Predict: The Next Generation Console Tech

Status
Not open for further replies.
For the memory it was said that the 12GB was for the dev kit with 8GB being the final.

That certainly makes for interesting DRAM configuration possibilities (GDDR5+DDR3 or all DDR3) when you think about it as they would need to maintain bus size between the two configurations ( I think). i.e. we could try to narrow it down.

(GDDR5 mixed in would make it rather bizarre or highly unlikely)
 
That certainly makes for interesting DRAM configuration possibilities (GDDR5+DDR3/4 or all DDR3/4) when you think about it as they would need to maintain bus size between the two configurations ( I think). i.e. we could try to narrow it down.

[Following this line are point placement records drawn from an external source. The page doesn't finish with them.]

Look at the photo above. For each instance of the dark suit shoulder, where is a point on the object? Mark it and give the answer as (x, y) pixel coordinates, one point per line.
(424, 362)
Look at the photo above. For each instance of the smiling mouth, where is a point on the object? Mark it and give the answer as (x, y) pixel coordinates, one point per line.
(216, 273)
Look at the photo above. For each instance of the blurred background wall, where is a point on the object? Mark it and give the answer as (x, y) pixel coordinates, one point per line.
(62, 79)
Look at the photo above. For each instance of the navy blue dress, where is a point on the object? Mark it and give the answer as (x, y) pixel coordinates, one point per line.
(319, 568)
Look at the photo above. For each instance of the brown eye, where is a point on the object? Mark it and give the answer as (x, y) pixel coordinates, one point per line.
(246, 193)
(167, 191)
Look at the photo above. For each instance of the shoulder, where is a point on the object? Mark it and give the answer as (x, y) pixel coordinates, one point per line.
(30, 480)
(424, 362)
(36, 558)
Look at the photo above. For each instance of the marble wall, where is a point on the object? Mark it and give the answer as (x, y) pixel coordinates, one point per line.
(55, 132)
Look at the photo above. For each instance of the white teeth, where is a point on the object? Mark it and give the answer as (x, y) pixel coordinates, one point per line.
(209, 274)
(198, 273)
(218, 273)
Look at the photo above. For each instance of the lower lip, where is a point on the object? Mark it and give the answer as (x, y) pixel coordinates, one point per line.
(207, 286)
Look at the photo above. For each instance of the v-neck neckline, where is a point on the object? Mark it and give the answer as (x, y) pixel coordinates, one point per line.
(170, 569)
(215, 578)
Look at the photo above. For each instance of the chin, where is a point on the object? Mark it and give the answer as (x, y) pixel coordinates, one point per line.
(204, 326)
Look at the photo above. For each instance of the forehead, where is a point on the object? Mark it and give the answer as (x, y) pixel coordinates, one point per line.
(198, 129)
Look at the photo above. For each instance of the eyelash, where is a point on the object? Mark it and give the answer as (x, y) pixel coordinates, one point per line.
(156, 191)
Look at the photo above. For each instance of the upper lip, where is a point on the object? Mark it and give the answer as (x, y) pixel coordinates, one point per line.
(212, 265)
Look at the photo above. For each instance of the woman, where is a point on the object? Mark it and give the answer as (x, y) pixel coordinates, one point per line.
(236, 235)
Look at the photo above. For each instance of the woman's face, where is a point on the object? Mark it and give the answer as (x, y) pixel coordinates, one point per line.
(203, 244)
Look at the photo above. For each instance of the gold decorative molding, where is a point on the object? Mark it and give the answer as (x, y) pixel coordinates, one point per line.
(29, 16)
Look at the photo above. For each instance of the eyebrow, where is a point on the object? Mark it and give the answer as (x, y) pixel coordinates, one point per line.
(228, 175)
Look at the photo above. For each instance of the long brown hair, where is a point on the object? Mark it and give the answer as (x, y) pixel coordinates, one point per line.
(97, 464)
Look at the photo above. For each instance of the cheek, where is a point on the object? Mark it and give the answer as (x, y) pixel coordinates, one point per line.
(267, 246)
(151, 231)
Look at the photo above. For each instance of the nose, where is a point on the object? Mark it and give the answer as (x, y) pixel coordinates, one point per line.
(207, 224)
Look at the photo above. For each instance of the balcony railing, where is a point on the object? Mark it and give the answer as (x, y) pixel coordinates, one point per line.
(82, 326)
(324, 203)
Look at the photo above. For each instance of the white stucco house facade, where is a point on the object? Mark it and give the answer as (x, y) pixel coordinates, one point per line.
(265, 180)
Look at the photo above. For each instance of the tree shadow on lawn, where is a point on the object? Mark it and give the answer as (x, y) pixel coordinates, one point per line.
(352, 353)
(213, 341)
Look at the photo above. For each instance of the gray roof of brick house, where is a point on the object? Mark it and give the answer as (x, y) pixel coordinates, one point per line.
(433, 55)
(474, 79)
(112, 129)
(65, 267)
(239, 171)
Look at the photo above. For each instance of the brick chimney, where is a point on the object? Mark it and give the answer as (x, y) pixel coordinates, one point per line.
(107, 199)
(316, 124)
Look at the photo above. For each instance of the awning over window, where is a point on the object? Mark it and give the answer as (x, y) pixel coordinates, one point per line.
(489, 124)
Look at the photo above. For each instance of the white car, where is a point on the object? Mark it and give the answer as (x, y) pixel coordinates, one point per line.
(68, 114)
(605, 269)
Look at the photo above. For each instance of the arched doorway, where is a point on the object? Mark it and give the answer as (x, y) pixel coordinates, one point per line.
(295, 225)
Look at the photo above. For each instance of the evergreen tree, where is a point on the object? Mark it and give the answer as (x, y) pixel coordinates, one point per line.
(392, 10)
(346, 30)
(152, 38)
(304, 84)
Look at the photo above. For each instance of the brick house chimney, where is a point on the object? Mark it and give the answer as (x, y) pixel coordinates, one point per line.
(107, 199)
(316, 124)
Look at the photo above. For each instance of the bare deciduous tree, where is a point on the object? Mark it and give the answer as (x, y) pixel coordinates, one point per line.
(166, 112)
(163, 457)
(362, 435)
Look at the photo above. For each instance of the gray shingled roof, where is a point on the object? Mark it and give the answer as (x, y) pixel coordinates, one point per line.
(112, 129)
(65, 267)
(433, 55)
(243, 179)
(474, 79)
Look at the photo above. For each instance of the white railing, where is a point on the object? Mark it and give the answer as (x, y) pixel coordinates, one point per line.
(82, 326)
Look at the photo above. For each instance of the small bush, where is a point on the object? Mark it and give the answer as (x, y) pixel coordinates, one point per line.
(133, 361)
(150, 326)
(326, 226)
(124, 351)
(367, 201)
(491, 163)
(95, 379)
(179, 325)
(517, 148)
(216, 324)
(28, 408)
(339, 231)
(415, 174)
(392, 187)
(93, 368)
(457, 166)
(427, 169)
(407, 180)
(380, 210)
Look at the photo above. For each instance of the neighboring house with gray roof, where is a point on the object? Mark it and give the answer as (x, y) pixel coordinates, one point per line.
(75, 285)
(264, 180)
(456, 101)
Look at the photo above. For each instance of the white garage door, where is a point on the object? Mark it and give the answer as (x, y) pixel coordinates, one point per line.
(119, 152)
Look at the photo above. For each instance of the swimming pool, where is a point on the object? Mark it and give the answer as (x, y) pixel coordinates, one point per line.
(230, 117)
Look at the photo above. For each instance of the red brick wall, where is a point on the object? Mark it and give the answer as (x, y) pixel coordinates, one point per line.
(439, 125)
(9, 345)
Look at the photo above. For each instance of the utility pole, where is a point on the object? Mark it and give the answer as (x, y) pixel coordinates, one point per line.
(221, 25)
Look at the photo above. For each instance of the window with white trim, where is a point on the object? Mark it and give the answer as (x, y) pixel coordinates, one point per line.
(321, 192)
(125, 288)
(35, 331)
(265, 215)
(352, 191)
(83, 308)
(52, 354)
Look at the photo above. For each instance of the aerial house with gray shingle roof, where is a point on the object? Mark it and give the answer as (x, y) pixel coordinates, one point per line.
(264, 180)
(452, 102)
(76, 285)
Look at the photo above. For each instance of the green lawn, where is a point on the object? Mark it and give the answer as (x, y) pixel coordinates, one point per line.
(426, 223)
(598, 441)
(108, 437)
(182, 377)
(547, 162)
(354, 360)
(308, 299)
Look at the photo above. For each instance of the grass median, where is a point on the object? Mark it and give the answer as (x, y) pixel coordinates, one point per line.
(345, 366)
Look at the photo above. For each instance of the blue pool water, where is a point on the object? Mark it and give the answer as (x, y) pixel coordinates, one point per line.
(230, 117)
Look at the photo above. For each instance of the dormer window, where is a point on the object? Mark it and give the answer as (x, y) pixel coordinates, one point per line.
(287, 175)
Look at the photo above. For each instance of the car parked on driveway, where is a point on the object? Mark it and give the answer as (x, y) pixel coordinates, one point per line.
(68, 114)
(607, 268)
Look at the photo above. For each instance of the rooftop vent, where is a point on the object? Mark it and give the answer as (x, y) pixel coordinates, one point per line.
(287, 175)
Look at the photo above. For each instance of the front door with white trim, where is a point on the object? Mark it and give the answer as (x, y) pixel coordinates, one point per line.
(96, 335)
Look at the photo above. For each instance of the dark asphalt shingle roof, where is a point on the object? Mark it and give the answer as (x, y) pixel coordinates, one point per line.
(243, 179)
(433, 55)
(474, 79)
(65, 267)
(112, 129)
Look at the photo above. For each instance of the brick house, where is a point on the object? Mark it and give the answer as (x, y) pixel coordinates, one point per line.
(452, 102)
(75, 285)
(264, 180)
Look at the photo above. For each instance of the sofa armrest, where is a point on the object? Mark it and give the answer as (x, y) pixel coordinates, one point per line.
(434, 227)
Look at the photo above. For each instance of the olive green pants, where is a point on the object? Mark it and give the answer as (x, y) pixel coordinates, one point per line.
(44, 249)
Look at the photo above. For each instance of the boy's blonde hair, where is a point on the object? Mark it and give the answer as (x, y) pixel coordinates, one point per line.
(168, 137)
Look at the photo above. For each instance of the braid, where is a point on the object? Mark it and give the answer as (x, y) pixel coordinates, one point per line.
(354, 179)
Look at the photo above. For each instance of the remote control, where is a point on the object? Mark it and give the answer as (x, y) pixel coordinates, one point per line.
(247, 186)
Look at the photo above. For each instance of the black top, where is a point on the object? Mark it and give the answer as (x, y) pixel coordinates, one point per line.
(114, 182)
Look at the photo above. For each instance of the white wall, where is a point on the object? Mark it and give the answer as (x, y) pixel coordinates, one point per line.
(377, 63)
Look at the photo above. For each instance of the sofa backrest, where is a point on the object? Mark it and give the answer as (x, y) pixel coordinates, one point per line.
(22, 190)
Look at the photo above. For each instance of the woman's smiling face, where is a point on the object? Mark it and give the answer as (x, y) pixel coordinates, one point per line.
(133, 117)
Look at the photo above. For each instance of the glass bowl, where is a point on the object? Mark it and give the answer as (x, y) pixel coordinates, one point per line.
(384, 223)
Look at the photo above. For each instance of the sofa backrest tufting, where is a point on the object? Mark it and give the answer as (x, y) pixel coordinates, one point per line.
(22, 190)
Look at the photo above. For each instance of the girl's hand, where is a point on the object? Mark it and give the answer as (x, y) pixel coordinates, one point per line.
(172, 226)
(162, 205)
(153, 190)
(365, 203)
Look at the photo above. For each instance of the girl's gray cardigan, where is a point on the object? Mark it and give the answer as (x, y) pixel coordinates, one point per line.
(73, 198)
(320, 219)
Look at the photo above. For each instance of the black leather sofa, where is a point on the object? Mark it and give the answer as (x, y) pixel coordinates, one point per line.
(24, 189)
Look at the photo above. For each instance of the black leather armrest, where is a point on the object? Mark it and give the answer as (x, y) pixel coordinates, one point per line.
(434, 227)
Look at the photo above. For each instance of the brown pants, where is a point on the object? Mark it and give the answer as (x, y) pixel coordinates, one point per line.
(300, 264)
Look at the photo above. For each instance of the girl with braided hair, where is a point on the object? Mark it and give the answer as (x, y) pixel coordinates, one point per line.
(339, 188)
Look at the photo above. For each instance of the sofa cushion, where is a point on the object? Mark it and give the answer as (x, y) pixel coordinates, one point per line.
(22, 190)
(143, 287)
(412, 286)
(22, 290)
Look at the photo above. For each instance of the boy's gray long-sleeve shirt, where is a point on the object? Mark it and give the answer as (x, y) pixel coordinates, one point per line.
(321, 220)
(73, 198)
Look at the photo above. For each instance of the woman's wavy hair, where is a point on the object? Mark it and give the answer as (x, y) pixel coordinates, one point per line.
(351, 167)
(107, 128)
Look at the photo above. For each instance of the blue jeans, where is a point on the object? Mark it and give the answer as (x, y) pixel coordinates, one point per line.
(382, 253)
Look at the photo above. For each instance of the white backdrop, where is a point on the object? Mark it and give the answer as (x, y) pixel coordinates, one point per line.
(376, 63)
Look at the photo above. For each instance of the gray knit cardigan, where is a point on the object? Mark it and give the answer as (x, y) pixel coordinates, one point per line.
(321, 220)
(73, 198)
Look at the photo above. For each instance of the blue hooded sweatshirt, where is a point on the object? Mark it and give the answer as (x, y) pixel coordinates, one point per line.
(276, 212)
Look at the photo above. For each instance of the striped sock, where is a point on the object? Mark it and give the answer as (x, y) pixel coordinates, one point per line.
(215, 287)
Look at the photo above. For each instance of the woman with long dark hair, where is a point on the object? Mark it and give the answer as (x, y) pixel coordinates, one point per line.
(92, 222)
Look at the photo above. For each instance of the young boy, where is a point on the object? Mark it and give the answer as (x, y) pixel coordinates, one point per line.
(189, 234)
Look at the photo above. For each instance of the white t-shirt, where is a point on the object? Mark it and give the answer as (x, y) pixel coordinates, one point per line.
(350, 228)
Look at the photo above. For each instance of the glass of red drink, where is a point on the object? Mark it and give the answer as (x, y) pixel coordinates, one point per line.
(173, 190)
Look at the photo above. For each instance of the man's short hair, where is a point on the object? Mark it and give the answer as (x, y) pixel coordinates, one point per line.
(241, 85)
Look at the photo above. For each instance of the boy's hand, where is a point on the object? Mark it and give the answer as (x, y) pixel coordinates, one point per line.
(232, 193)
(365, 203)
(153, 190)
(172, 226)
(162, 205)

(GDDR5 mixed in would make it rather bizarre or highly unlikely)

I know I've speculated on both DDRx/GDDR5 split (like a PC) and all DDRx w/eDRAM. And with your other post reminding me of those costs, it makes me wonder if it's actually better/cheaper to do the latter as the former with a 6/2 split would be approx. $80-$95 going strictly by those numbers.
 
Well, when I mention the configuration possibilities, I mean the actual number of chips because there are implications to the bus size as the latter needs to be identical between retail and devkit for obvious reasons i.e. the processors.


not-enough-sleep stuff
e.g. GDDR5 DRAMs have x16/x32 I/O configs, DDR3 can have x4/x8/x16, and it seems that 8Gbit DRAMs are only x4/x8 at the moment (Micron).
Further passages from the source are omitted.